I’m having an interesting bug. In the custom datatypes framework, I’ve made it so that you’re able to implement your custom datatype operators in python by passing TVM some Python PackedFuncs which will be called in place of the operators. However, I’ve found that programs which use this functionality end up waiting on synchronization primitives when there are more than one thread:
((lldb) thread info all
thread #2: tid = 0x86e10, 0x00007fff6b9fd26e libsystem_kernel.dylib`swtch_pri + 10, queue = 'com.apple.main-thread', stop reason = signal SIGSTOP
thread #3: tid = 0x86e29, 0x00007fff6ba00916 libsystem_kernel.dylib`__psynch_cvwait + 10
thread #4: tid = 0x86e2a, 0x00007fff6ba00916 libsystem_kernel.dylib`__psynch_cvwait + 10
thread #5: tid = 0x86e2b, 0x00007fff6ba00916 libsystem_kernel.dylib`__psynch_cvwait + 10
thread #6: tid = 0x86e2c, 0x00007fff6ba00916 libsystem_kernel.dylib`__psynch_cvwait + 10
thread #7: tid = 0x86e2d, 0x00007fff6ba00916 libsystem_kernel.dylib`__psynch_cvwait + 10
thread #8: tid = 0x86e84, 0x00007fff6ba00916 libsystem_kernel.dylib`__psynch_cvwait + 10
thread #9: tid = 0x86e85, 0x00007fff6ba00916 libsystem_kernel.dylib`__psynch_cvwait + 10
thread #10: tid = 0x86e86, 0x00007fff6ba00916 libsystem_kernel.dylib`__psynch_cvwait + 10
thread #11: tid = 0x86e87, 0x00007fff6ba00916 libsystem_kernel.dylib`__psynch_cvwait + 10
thread #12: tid = 0x86e88, 0x00007fff6ba00916 libsystem_kernel.dylib`__psynch_cvwait + 10
thread #13: tid = 0x86ecb, 0x00007fff6ba00916 libsystem_kernel.dylib`__psynch_cvwait + 10
The interesting thing is that it gets through most of the work before hanging — for example, if i’m casting a vector of size 8 to a custom datatype, it will get through 7 of the casts before locking up.
I’m trying to debug this.

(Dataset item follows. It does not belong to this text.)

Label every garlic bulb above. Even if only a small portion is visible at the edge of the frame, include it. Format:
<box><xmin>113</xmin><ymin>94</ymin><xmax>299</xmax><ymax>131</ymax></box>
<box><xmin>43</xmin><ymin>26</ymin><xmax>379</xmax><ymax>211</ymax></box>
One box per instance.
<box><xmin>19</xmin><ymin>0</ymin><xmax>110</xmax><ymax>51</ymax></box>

Because it seems to be locking up in synchronization primitives, I was under the assumption that it’s not a problem with the generated code, but with the surrounding runtime system which waits for the code to complete. Any guidance or suggestions in debugging would be much appreciated!
For background: the custom datatype framework I’m working on allows users to register new datatypes, and then register operator implementations over those datatypes. The above code I’m referring to allows users specifically to implement their operators in Python. For example, I might make a mytype
datatype, and create its add operator in Python:
def mytypeAdd(a, b):
return a + b
This function will get wrapped into a PackedFunc. When TVM compiles the code and sees an add of two mytype
s, it will compile this into a call_packed_lowered
intrinsic which calls the Python PackedFunc implementing the add.